Joseph was a theatre critic for the Miami Herald in the late 1920s, a job he spoofed in his role as Jed Leland in Citizen Kane (1941).
Joseph appeared in a December 1958 ad for Smirnoff Vodka in Esquire Magazine.
The only copy of Joseph's film debut, in Too Much Johnson (1938), was destroyed in a fire at director Orson Welles' villa in August 1970.
Joseph was married, twice, to Lenore Kipp from 1931 until her death in 1960, and to Patricia Medina, from 1960 until his death.
Joseph turned down the role of John Ballantine in Spellbound (1945). He was Alfred Hitchcock's second choice after Cary Grant, who also turned it down, and the part went to Gregory Peck.
Joseph did a radio commercial for the American Service Center, an automobile dealer in Arlington, Virginia in 1980.
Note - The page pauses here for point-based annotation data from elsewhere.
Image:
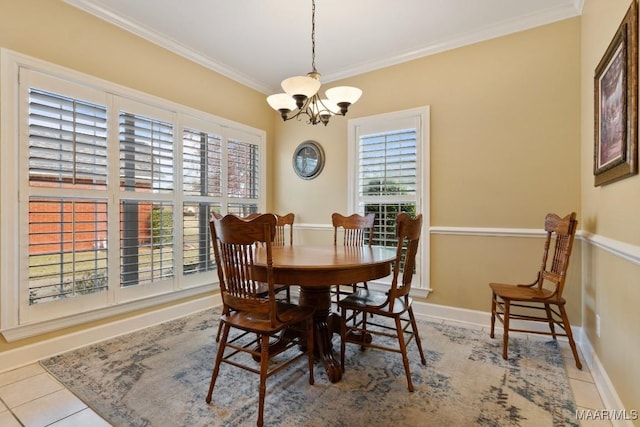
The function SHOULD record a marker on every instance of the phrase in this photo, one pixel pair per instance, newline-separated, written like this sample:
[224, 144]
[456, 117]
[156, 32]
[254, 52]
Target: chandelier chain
[313, 36]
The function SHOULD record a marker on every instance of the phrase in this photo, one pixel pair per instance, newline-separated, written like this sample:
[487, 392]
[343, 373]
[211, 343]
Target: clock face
[308, 160]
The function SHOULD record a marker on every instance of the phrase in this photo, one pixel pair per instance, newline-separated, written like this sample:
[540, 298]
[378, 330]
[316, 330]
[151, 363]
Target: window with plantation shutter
[387, 154]
[107, 196]
[67, 151]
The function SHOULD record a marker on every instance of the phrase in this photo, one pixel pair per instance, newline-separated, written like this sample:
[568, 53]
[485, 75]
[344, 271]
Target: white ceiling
[260, 42]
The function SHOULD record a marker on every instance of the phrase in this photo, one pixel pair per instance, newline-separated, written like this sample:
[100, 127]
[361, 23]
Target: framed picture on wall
[615, 153]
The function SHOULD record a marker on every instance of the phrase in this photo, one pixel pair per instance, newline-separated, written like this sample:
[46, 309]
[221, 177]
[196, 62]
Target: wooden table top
[325, 256]
[311, 265]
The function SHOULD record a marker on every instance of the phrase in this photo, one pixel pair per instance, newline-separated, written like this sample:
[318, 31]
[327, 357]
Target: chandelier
[301, 92]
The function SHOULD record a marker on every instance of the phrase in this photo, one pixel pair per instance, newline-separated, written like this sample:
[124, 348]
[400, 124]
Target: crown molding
[463, 39]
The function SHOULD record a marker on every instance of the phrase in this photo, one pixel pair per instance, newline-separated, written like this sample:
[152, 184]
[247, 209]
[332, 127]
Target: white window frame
[19, 320]
[417, 118]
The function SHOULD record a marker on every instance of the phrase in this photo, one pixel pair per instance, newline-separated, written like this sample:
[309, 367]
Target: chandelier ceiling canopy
[301, 92]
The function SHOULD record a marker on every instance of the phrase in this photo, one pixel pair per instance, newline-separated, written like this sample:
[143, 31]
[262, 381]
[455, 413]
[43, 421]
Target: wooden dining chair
[544, 295]
[394, 304]
[259, 320]
[356, 230]
[278, 240]
[284, 237]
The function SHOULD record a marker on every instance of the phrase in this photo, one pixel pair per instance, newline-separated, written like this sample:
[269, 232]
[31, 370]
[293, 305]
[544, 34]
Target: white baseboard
[25, 355]
[605, 387]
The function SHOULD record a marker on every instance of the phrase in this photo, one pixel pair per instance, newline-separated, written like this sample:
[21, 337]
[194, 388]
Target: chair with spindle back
[393, 304]
[544, 294]
[357, 230]
[260, 320]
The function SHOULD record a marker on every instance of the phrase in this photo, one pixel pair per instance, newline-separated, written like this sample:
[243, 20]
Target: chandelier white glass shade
[301, 97]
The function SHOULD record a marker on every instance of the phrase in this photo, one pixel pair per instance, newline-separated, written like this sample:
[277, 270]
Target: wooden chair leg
[219, 331]
[416, 335]
[505, 337]
[547, 309]
[493, 315]
[219, 355]
[572, 343]
[310, 349]
[343, 336]
[403, 350]
[264, 365]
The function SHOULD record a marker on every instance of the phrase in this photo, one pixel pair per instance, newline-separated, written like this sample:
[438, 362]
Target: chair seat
[288, 314]
[373, 301]
[263, 289]
[524, 293]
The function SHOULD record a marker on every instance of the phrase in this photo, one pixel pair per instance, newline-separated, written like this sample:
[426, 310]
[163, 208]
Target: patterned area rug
[160, 376]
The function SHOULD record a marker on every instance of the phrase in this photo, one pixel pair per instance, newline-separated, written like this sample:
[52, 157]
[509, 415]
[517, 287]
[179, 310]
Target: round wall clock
[308, 160]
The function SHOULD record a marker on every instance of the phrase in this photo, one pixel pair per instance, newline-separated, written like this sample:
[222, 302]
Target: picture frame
[616, 105]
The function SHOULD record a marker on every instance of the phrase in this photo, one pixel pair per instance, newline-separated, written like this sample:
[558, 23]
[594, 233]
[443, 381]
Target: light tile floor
[30, 397]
Joseph made 8 films with Orson Welles, including:
Too Much Johnson (1938)
Citizen Kane (1941)
The Magnificent Ambersons (1942)
Journey Into Fear (1943)
Duel In The Sun (1946)
The Third Man (1949)
The Tragedy Of Othello: The Moor Of Venice (1952)
Touch Of Evil (1958)
Joseph has a Motion Picture star on the Hollywood Walk of Fame at 6382 Hollywood Boulevard.
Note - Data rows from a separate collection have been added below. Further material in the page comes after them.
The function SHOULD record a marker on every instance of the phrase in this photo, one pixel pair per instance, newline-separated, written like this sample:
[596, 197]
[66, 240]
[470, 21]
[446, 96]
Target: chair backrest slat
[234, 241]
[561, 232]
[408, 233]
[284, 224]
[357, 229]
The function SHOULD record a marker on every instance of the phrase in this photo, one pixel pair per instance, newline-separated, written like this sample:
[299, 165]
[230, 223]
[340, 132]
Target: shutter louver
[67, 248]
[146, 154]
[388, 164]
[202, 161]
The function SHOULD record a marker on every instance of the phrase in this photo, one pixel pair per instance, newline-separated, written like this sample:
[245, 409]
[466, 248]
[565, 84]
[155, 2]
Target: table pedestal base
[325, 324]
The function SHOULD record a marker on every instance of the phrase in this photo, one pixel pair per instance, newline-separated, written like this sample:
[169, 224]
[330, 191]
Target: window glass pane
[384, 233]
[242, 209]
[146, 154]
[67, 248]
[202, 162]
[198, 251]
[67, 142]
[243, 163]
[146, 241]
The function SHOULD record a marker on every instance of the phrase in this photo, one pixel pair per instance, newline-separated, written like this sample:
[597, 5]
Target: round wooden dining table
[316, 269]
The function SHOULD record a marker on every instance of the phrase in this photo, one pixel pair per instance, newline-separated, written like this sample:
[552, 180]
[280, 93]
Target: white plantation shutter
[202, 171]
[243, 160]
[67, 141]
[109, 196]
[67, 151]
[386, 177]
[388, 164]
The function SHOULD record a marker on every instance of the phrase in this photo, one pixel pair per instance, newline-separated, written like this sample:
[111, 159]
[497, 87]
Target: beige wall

Joseph was 6 feet 2 inches tall.
Joseph Cotten was buried in Petersburg, Virginia at the Blandford Cemetery.
Joseph starred with Edward G. Robinson in Robinson's final film, Soylent Green (1973).
Joseph Cotten: I didn't care about the movies really. I was tall. I could talk. It was easy to do.
(about Orson Welles)
Joseph Cotten: I know a little about Orson's childhood and seriously doubt if he ever was a child.
Joseph Cotten: Orson Welles lists Citizen Kane as his best film, Alfred Hitchcock opts for Shadow of a Doubt and Sir Carol Reed chose The Third Man – and I'm in all of them.
Joseph Cotten: My wife told me one of the sweetest things one could hear: "I am not jealous. But I am truly sad for all the actresses who embrace you and kiss you while acting, for with them, you are only pretending."